Drawing on her six in-depth interviews with Powell along with previously unreleased personal and professional papers, Young paints a vivid picture of one of the most influential men in the country.
When Adolfo Aguilar Zinser walked into the Security Council on Wednesday morning, the first things he noticed were the video screens and computers that had been installed for Powell's multimedia presentation. It was a sure sign, Mexico's U.N. ambassador thought with some disdain, that "this show wasn't for us. It was for an international audience, for the U.S. media."
Outside, New York City police officers directed limousine convoys through the high iron gates and onto the circular U.N. driveway, where they deposited arriving foreign ministers and dignitaries. Television satellite trucks were lined up wheel to wheel along First Avenue, and reporters stood shivering in the icy February wind as they shouted into handheld microphones.

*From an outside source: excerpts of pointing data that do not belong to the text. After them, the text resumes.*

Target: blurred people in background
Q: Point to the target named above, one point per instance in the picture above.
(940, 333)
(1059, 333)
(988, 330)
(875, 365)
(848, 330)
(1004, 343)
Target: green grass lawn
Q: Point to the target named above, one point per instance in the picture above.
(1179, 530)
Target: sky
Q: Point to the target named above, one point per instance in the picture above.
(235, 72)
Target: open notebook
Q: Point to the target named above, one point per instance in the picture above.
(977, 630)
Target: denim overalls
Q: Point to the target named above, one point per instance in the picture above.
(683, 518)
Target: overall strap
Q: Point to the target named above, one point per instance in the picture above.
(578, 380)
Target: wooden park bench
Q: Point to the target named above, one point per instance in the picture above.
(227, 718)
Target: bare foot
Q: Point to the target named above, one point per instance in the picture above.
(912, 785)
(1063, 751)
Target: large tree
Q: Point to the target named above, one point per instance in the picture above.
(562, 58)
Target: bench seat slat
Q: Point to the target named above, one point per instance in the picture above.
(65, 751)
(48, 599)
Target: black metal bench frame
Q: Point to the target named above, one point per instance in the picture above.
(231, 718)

The speech was being broadcast live around the world, but a long line of spectators, hoping to watch history being made firsthand, snaked through a white security tent. Every seat in the visitors' gallery was filled when Powell entered the chamber just before 10:30 a.m., smiling and stopping to shake hands as he made his way across the floor. By the time he took his chair at the horseshoe-shaped Council table at the center of the room, with Tenet seated behind his right shoulder and Negroponte behind his left, his features were composed in a mask of gravity.
With war hanging in the balance and the power and prestige of the United States on full display, it was a moment of high drama that owed as much to the player as to the play. A nationwide poll released just that morning had found that "when it comes to U.S. policy toward Iraq," Americans trusted Powell more than Bush by a margin of 63 to 24 percent. His reputation as the "reluctant warrior" and as the administration's leading dove -- arguably its only one -- would lend incalculable credibility to the case he was about to make.
"I cannot tell you everything that we know," he began after a brief introduction. "But what I can share with you, when combined with what all of us have learned over the years, is deeply troubling." The facts and Iraq's behavior "demonstrate that Saddam Hussein and his regime have made no effort -- no effort -- to disarm as required by the international community." He moved quickly into his first demonstration, an audiotape of two Iraqi officers he said were discussing the concealment of a "modified vehicle" on November 26, 2002, the day before inspections began. As the scratchy Arabic words echoed through the chamber, an English translation appeared on the video screen. "My colleagues," Powell said, "every statement I make today is backed up by sources, solid sources. These are not assertions. What we are giving you are facts and conclusions based on solid intelligence."